Ulfat Ahmad Magray vs State (Now Ut) Thourhg Police on 15 May, 2026

                                                       S. No. 22
                                                       Regular Cause List
   IN THE HIGH COURT OF JAMMU & KASHMIR AND LADAKH
                      AT SRINAGAR

                              CrlA(S) No. 17/2025
ULFAT AHMAD MAGRAY                                  ...Appellant/Petitioner(s)
Through: Mr. Umar Rashid Wani, Advocate with
         Mr. Mubashir Bin Amin, Advocate
         Mr. Mohammad Ashraf Yatoo, Advocate
         Mr. Latief Ahmad Shah, Advocate
                               Vs.
STATE (NOW UT) THOURHG POLICE                               ...Respondent(s)
STATION KANGAN

Through: Mr. Waseem Gul, GA
CORAM:
    HON'BLE MR JUSTICE SANJAY PARIHAR, JUDGE
                                  ORDER

15.05.2026 CrlM No. 1710/2025

1. The appellant has challenged the judgment of conviction and order of sentence dated 06.10.2025 passed by the Court of Principal Sessions Judge, Ganderbal (Special Court for POCSO Cases), whereby he was convicted for offences punishable under Sections 376 and 506 IPC and Section 4 of the POCSO Act and sentenced to undergo imprisonment for a period of ten years. Pending disposal of the appeal, the appellant has sought suspension of sentence and grant of bail primarily on the ground that the impugned judgment is based upon improper appreciation of evidence and suffers from serious legal and factual infirmities.
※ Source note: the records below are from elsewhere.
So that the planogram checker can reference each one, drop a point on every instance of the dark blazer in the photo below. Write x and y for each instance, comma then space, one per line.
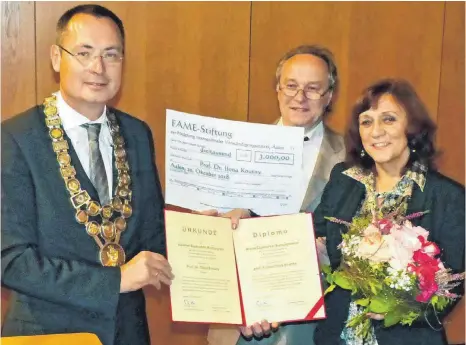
342, 197
48, 259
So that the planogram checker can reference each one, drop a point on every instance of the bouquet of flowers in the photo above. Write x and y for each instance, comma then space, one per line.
392, 269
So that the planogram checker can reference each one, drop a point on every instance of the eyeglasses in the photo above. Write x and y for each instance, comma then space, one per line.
291, 90
85, 58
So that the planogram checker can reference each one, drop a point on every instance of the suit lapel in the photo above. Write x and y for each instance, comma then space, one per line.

2. It has been contended that the prosecution case originated from FIR No. 24/2020 registered at Police Station Kangan on the complaint of the father of the prosecutrix alleging that the appellant had enticed away his minor daughter and subjected her to sexual intercourse. However, during the course of investigation, the prosecutrix herself stated before the Judicial Magistrate that she was the wife of the appellant and disclosed her age to be 20 years. The appellant submits that despite such categorical statement, the prosecution proceeded on CrlA(S) No. 17/2025 1|Page the assumption that the prosecutrix was below 18 years of age and the learned Trial Court ultimately recorded conviction under the provisions of the POCSO Act.

3. The appellant further submits that neither the complainant nor the prosecutrix supported the prosecution case during trial and that there was no evidence demonstrating forcible enticement, coercion, or deceit on his part. According to the appellant, the relationship between the parties was consensual in nature and matrimonial in character, particularly in view of the fact that the prosecutrix had been residing with him and two children were born out of the said relationship. It is argued that the learned Trial Court failed to properly appreciate these material circumstances while returning the finding of guilt.

4. A principal contention raised by the appellant pertains to the age of the prosecutrix. It is urged that the prosecution failed to conclusively establish that she was a minor at the relevant point of time. The appellant points out that no reliable birth certificate was produced by the prosecution and that the ossification test merely assessed the age of the prosecutrix to be around 17 years. According to the appellant, ossification tests are not conclusive proof of age and the settled legal position recognizes a permissible margin of error in such determination. It is therefore contended that the benefit arising out of such uncertainty ought to have been extended in favour of the appellant, particularly when the prosecutrix herself claimed to be major.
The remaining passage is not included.